News Corp chairman Rupert Murdoch was accused by rebel shareholders yesterday of treating News Corp as “his personal fiefdom” in a new lawsuit as yet more damaging developments emerged in the UK phone-hacking scandal.
The shareholders stated yesterday that the “still unfolding hacking scandal is just a continuation of the board’s malfeasance”.
As the US pension funds filed their new lawsuit in Delaware, it was revealed that Shelia Henry is to sue the News of the World after police told told her the mobile phone of her son, Christian Small, may have been targeted by the paper’s investigator Glenn Mulcaire following his death in the 7/7 terrorist attacks on London in 2005.
Hers will be one of six test cases heard by Mr Justice Vos next year involving a range of phone-hack litigants. The others are: football agent Sky Andrew, Labour MP Chris Bryant, former footballer Paul Gascoigne, actor Jude Law and interior designer Kelly Hoppen.
It also emerged yesterday that News Corp Europe and Asia CEO James Murdoch is to face a second grilling from MPs to explain his differing account to them of a meeting in 2008 with then News of the World editor Colin Myler and legal head Tom Crone. During the meeting Crone and Myler say an email was discussed which appeared to prove knowledge of phone-hacking at the News of the World was more widespread than previously admitted.
Yesterday’s amended legal claim against News Corp was brought by a group of US shareholders including the Amalgamated Bank, the Central Labourer’s Pension Fund and the City of New Orleans Employees’ Retirement System.
The 116-page legal claim was prompted by News Corp’s decision to pay £615m for Elisabeth Murdoch’s TV production company Shine in March – but it also makes wide-ranging allegations of wrongdoing by Rupert Murdoch and the News Corp board culminating with the current phone-hacking scandal in the UK.

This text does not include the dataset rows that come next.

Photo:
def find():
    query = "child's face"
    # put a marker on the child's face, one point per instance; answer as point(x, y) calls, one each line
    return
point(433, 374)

The action states that the News Corp board “has not lifted a finger to engage in any oversight of Murdoch’s role…even when it was presented with clear and unmistakable warnings that News Corp’s business practices were not only unethical but also illegal…”
The claim states that Rupert Murdoch has been allowed to “siphon value away from News Corp and its shareholders for the benefit of Murdoch, his family and his friends”.
The shareholders allege that two News Corp subsidiaries – News America Marketing and NDS Group – were “accused by multiple parties of stealing computer technology, hacking into business plans and computers and violating the law through a wide-range of anti-competitive behaviour”.
On the hacking scandal, the rebel shareholders question whether – even now – the News Corp board is committed to getting to the bottom of the matter and they have questioned the independence of the Management and Standards Comittee formed by News Corp to look into the matter.
They note that the committee will report directly to News Corp executive vice president Joel Klein, one of Murdoch’s “closest and most visible advisers during the scandal”. And it notes that fellow board member Viet Dinh, who the MSC also reports to, is “a close Murdoch family friend” who is a Godfather to Lachlan Murdoch’s second child.
The legal claim states: “In addition to larding the executive ranks of the company with his offspring, Murdoch engages in transactions designed to benefit family members”.
It notes that News Corp’s 2007 acquisition of Dow Jones for $5bn was a 70 per cent premium on the share price and that “Murdoch’s true and stated purpose was to acquire the Wall Street Journal which was much coveted because he could use it to further his conservative political agenda on a national scale”.
The claim document notes that 18 months after the deal, the value of Dow Jones had to be written down by $2.8bn.